Vestirsi a Firenze: monomarca e low cost, piace cambiarsi spesso

di Rosa Marchitelli


Proseguiamo il nostro tour commerciale sbirciando attraverso le vetrine dei negozi monomarca.
Se prima di Natale lo shopping è obbligatorio e limita la creatività (si finisce per regalare il solito dopobarba), quello dopo le feste è compulsivo: iniziano i saldi e i negozi vanno svaligiati. Che tra i giovani spopolino le marche è in realtà una credenza obsoleta. Le nuove generazioni, le ragazze soprattutto, cercano l'occasione. Vestirsi bene e alla moda è una priorità, ma senza spendere troppo. La parola d'ordine è cambiare: mai andare a feste diverse con lo stesso vestito, mai mettere per due giorni lo stesso jeans. I negozi che permettono tutto questo sono diversi e sono pronti ad esaudire qualsiasi tipo di desiderio: da un bel giubbotto ad una borsa, all'intimo o alle calze. 

Per tutte quelle che vogliono diventare delle icone di stile o, ancora più diffusamente, delle fashion blogger, Zara è la catena più gettonata. Prezzi accessibili e capi di ogni tipo che pare siano pensati prendendo spunto dai designer più famosi.
A Firenze, è possibile accedere ai negozi Zara in Piazza della Repubblica oppure in via Calimala. A fare concorrenza c'è sicuramente H&M, la catena di negozi svedese che ha spopolato in tutta Italia e che tutte le città bramano di avere: tappa fissa per tutti i liceali in viaggio d'istruzione e per lo shopping dell'ultimo minuto.
Con i saldi poi, anche i maglioncini finiti in fondo allo scaffale diventano abiti da sera, non importa se poi saranno usati per spolverare la scrivania tanto “sono solo 10€!” Anche da H&M è possibile trovare di tutto, dall'abito per una serata al leggings per la palestra.
E' bene ricordare che anche se sono le ragazze quelle che passerebbero tutta la giornata in camerino a provare tutti gli outfit possibili, queste catene offrono vasta scelta anche ai ragazzi che possono trovare di tutto, dalla semplice t-shirt alla camicia (qualora scegliessero di concedersi un momento per essere eleganti).
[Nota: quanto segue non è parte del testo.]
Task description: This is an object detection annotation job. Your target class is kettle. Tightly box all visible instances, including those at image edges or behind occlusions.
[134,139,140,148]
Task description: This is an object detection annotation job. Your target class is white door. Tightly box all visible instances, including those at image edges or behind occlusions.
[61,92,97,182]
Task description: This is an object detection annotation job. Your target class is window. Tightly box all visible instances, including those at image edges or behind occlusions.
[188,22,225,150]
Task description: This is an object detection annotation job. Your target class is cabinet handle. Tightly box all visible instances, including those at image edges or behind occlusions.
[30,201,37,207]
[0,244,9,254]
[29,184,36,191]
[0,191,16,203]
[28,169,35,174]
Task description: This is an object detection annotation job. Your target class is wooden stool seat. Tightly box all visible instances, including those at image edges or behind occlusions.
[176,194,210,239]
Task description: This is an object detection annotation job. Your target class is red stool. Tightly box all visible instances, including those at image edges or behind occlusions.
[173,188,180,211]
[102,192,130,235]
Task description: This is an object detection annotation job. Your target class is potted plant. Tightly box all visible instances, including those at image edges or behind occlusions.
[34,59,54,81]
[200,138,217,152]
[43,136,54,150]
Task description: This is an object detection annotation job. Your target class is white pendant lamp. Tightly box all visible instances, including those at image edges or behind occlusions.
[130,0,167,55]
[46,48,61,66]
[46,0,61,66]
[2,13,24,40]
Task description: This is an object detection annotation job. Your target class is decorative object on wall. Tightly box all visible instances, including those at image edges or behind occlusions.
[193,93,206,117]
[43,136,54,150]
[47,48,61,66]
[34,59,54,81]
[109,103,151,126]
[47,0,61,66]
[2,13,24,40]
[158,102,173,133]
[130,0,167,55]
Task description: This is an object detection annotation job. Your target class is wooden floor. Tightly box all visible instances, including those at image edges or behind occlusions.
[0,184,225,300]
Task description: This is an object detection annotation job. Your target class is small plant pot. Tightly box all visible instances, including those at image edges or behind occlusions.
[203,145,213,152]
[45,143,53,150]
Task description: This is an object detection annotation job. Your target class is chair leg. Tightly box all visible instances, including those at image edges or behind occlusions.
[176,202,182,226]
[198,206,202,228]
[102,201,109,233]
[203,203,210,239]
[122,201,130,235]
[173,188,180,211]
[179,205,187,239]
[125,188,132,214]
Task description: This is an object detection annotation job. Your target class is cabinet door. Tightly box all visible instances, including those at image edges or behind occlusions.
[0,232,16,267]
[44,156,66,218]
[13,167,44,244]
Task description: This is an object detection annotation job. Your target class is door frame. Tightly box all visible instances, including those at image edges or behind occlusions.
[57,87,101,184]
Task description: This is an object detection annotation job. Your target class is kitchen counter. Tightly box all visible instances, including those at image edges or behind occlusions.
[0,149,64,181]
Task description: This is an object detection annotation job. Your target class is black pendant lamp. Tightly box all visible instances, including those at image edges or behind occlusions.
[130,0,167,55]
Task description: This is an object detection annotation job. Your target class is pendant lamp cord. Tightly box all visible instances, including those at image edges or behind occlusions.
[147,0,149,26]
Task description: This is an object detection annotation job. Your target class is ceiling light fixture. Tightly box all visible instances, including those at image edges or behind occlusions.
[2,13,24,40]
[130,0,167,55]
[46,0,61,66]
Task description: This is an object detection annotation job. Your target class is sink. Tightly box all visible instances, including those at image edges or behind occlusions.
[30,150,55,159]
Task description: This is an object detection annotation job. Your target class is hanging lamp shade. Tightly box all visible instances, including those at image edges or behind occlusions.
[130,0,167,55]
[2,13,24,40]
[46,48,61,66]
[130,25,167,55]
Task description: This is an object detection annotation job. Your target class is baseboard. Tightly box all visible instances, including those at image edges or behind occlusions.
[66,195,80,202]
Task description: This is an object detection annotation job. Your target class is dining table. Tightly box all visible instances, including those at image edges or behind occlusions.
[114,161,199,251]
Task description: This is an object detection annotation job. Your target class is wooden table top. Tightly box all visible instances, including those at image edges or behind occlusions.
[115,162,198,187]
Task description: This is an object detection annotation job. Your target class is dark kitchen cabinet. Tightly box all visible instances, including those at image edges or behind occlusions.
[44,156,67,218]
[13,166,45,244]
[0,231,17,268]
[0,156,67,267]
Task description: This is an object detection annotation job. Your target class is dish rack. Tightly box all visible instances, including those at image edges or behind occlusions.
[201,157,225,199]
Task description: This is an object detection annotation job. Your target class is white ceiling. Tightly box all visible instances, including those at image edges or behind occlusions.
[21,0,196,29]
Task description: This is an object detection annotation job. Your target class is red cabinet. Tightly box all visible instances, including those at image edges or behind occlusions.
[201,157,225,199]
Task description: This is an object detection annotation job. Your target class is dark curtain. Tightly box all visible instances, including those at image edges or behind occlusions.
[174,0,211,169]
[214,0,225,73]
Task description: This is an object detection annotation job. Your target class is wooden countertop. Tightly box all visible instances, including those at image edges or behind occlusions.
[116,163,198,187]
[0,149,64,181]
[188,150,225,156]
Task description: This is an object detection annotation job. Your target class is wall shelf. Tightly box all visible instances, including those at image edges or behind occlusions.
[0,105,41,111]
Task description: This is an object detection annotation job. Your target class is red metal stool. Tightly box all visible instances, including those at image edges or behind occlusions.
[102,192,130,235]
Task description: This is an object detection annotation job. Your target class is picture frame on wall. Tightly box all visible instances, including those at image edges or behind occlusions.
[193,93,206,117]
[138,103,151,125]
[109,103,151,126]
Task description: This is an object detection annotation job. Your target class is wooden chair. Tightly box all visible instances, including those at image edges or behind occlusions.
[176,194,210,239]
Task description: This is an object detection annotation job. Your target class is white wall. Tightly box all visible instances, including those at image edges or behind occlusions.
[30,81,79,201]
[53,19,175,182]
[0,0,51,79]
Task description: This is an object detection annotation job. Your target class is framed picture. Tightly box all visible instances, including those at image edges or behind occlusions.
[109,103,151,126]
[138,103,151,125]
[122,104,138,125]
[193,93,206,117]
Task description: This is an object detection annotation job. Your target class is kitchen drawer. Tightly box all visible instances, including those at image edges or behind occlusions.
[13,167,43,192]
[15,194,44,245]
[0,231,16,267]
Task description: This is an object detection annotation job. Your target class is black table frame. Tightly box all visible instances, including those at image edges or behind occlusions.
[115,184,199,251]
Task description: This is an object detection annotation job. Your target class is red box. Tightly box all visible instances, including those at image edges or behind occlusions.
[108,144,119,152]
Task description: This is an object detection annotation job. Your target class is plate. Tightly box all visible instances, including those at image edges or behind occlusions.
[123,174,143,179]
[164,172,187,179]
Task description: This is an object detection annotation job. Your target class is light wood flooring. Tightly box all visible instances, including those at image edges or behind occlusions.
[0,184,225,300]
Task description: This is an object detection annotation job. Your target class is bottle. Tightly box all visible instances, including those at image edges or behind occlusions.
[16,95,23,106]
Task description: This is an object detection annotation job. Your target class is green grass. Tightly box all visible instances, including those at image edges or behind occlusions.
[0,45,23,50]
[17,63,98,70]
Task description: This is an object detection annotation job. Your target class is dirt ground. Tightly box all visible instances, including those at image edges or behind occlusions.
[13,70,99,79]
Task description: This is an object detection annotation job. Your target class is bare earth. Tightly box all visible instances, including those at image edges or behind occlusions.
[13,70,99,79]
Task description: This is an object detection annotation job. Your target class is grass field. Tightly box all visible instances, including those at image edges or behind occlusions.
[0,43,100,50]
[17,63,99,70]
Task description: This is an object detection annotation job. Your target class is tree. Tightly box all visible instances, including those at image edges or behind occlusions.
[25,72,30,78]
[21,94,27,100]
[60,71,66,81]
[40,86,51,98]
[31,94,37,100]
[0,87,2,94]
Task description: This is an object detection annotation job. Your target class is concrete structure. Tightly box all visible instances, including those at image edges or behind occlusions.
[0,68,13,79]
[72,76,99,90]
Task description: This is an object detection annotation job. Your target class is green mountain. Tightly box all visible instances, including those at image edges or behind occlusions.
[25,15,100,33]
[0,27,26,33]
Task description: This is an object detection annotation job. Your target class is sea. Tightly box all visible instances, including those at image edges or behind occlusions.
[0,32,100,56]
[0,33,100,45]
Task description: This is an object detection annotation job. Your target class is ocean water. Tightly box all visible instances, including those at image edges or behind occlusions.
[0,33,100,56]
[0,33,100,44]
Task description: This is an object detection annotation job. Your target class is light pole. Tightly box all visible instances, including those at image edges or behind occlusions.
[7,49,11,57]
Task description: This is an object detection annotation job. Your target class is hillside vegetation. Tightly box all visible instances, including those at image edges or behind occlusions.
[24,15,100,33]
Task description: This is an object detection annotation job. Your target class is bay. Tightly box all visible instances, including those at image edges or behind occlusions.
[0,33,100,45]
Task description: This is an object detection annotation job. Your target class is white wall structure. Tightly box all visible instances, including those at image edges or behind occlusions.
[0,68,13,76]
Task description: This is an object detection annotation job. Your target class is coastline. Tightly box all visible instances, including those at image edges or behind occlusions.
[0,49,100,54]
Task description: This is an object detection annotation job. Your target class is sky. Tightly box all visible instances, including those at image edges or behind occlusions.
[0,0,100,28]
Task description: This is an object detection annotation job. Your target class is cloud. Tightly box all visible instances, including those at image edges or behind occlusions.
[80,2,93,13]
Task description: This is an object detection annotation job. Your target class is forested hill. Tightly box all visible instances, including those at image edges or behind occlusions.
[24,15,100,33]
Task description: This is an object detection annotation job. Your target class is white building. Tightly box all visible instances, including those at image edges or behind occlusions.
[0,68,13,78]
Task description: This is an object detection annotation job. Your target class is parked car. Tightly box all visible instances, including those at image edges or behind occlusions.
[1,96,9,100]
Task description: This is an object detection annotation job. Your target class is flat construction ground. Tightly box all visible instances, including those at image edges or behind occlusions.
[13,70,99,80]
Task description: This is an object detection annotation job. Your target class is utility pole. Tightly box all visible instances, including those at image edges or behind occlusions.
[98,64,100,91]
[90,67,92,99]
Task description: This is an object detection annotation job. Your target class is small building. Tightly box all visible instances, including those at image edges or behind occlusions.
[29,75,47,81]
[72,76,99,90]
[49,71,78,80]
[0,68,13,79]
Per i viaggiatori e gli universitari che purtroppo hanno sempre le borse piene di manuali più spessi della Bibbia, Segue è sicuramente ciò che fa per loro. Con la nuova linea “Travel collection” è possibile acquistare dal trolley più piccolo, comodo per i viaggi in areo e per le misure restrittive al costo di 79,90€ al più grande per chi proprio non vuol lasciare nulla a casa al costo di 99,90€.
E poi si dà il via a tracolle e borse extralarge di ogni tipo, da abbinare a portafogli e pochettes per tutti i gusti. Essere alla moda o lanciarne una nuova è sicuramente tra gli obiettivi di molti ma c'è chi ama sentirsi bene anche sotto i jeans. In questo caso, Tezenis ha le risposte giuste a basso costo.
Per chi pensa che per un completo intimo si debba spendere per forza anche più di 30€, si sbaglia. Tezenis vince anche perché non veste solo ciò che non si vede: si trovano infatti anche jeans, magliette e vestitini adatti per più di un'occasione. Così si va per comprare un reggiseno, e si esce con il guardaroba quasi rifatto.

E le scarpe? Anche in questo caso, c'è chi ne usa un paio tutto l'anno fino a che non sono completamente distrutte e chi invece ama sfoggiarne ogni giorno di nuove. In questo caso, Primadonna è la scelta più adeguata. Dalle cosiddette scarpe “da passeggio” ai trampoli da 12cm adatti solo se si deve passare una serata inchiodati su una sedia, Primadonna mette a disposizione “comode”soluzioni anche a partire da 29,99€. Magari dopo una camminata saranno già consumate, ma non importa. L'importante è farsi notare.

La ragione per cui lo shopping low-cost sopravvive ed è così ricercato e diffuso tra i giovani sta proprio nel fatto che oggi, le boutiques artigianali o i negozi d'alta moda, seppur ambitissimi, sarebbero accessibili solo a pochi.
Se la parola d'ordine è “cambiare”: meglio una sola camicia firmata o venti diverse sempre al passo coi tempi?